The dreaded Rule Against Perpetuities. The rule has been described both as a "technicality-ridden legal nightmare," as well as a "dangerous instrumentality in the hands of most members of the bar." 

And with that said, it's tested on the MBE, so let's try our best to understand it. 

First, the rule: No interest is valid unless it must vest, if at all, not later than 21 years after some measuring life at the creation of the interest.  But let's think of this in a more helpful way; if there is any possibility that an interest in property will not vest within 21 years of someone who is alive at the time that the interest is granted (a measuring life), then the common law Rule Against Perpetuities is violated. And so in determining whether the rule has been violated you've got to come up with a hypothetical situation in which someone who has been granted a non-vested interest in property might have that property vest more than 21 years after all the measuring lives have died. 

Let's say A grants property to B for "so long as no alcohol is consumed on the property, and then to C." Here B has a fee simple subject to an executory limitation, and C has an executory interest. But the question is whether the executory interest granted to C is valid. The measuring lives here are A, B, and C. It's possible that A, B, and C could die and then more than 21 years after the death of all, B's heirs will violate the condition causing the property to vest in C's heirs. But that vesting will occur more than 21 years after the death of the measuring lives. And so the executory interest in C violates the Rule Against Perpetuities, and the grant becomes a fee simple determinable. If the condition is violated, the interest will revert back to A or A's heirs rather than shifting to C or C's heirs. 

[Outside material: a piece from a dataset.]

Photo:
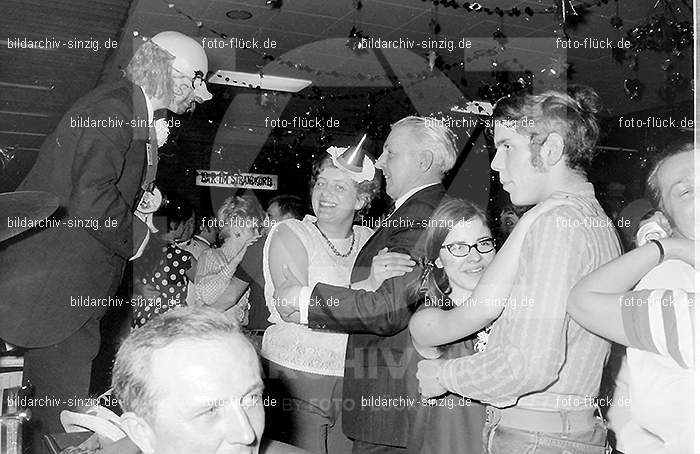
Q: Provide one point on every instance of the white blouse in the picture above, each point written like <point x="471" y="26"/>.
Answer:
<point x="296" y="346"/>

Or let's say that A grants property "to B for life then to B's children for life, and then to B's grandchildren."Assume that at the time of the grant to B, B has two children, C and D, and one grandchild, E. Again, ask yourself whether it's possible that any of the granted interests might vest more than 21 years after all the measuring lives have died. The measuring lives here are A, B, C, D, and E. Assume that a week after the grant, C, D, E, and A all die. Sometime later B has another child, F. Note that F is not a measuring life because F was not alive at the time of the grant. Then B dies. 

So now F is alive and as per the grant, when B dies the property goes to F, B's child. No problem there since it was certain the property to F would vest within 21 years of a measuring life (here, B). F lives for another 25 years and then has a child, G. Then F dies. Now the property is supposed to vest in G, B's grandchild. The problem for G though is that all the measuring lives (A, B, C, D, and E) have been dead for more than 21 years. If F were a measuring life, there would be no problem. But F is not a measuring life as discussed above. So, it was possible as per the grant that a granted interest would vest more than 21 years after the death of all measuring lives (it happened here, so it had to have been possible).  Because of that possibility, the interest granted to B's grandchildren violates the rule and should be stricken. 

The rule is as horrible as everyone claims it to be. And there are certain details not covered in this post that could be tested on the MBE. But if you understand the above, you'll begin to understand how to analyze these problems, and the "legal nightmare" might be a bit less scary.